The question becomes:
How can movement metrics be evaluated in context so they produce feedback specific enough to change the climber’s next attempt?
I think the answer requires computer vision, expert annotation, and an intuitive user interface.
Q4: Could this eventually become a virtual climber?
The final layer is simulation. This is the most ambitious direction, and probably not the right starting point, but it is useful as a long-term research horizon.
The reinforcement learning version of the question is:
Given a climber’s body and a 3D problem, what movement strategy could solve this climb?
This is different from the coaching question:
Given a video of a climber attempting a problem, what are they doing well or poorly, and what should they change?
A simulation system would require a virtual climber, a reconstructed problem, and a model of physical constraints: wall geometry, hold properties, body dimensions, contact points, gravity, momentum, and failure conditions. In theory, a reinforcement learning environment could allow the virtual climber to try many possible movement strategies and discover one or more feasible betas.
There are adjacent projects that make this direction feel conceptually possible, even if climbing itself is much more complex.

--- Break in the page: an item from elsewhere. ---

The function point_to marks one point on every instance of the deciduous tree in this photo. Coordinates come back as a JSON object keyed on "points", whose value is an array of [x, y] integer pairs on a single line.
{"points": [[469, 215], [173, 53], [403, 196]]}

Researchers at Stanford have explored musculoskeletal modeling through tools like OpenSim/OpenCap, which can estimate how muscles are used during human movement. On the experimental side, videos from creators like AI Warehouse show virtual agents learning to solve simple movement tasks, and environments such as OpenAI Gym provide a framework for training agents through rewards and penalties.
Climbing, however, is much harder than many toy control problems. The contact surface is irregular. Holds vary in texture, shape, and orientation. Friction depends on force, skin, chalk, sweat, and contact angle. The same move may require different beta depending on the climber’s body. We would need to define the granularity of each of these attributes in order to iteratively derive a workable RL setup.
There is also rarely a single optimal solution; many problems support multiple valid movement strategies. And that is part of what makes climbing interesting.
Right now, the more realistic path is to build the lower layers first:
- pose and trajectory analysis
- movement metrics
- expert-labeled evaluation
- coaching feedback
- structured movement dataset
- simulation or reinforcement learning later
In this framing, coaching analysis may eventually become the foundation for simulation. If we can understand how expert coaches evaluate movement, those evaluations could help define rewards, penalties, constraints, or priors for a virtual climber agent.
Writing this down clarified the shape of the problem for me, and I’m really glad we had that conversation. What I am most curious about now is where Tim would draw the lines differently: which metrics he thinks matter most, and what a system would need to catch before he would actually trust it as a coaching tool.
Tim has also shared many tips and insights through his episodes on Testpiece. I think there may be something interesting to explore there too: if those conversations were transcribed, we could study which movement concepts, training themes, and coaching patterns come up most often.
I remember Tim shared something along the lines of: many great climbers climb by instinct, and they may not always be able to identify exactly what makes them succeed on certain moves. That idea really stuck with me. Hopefully, we can eventually build a system that helps translate the experience of great climbers and coaches into tailored coaching for everyone.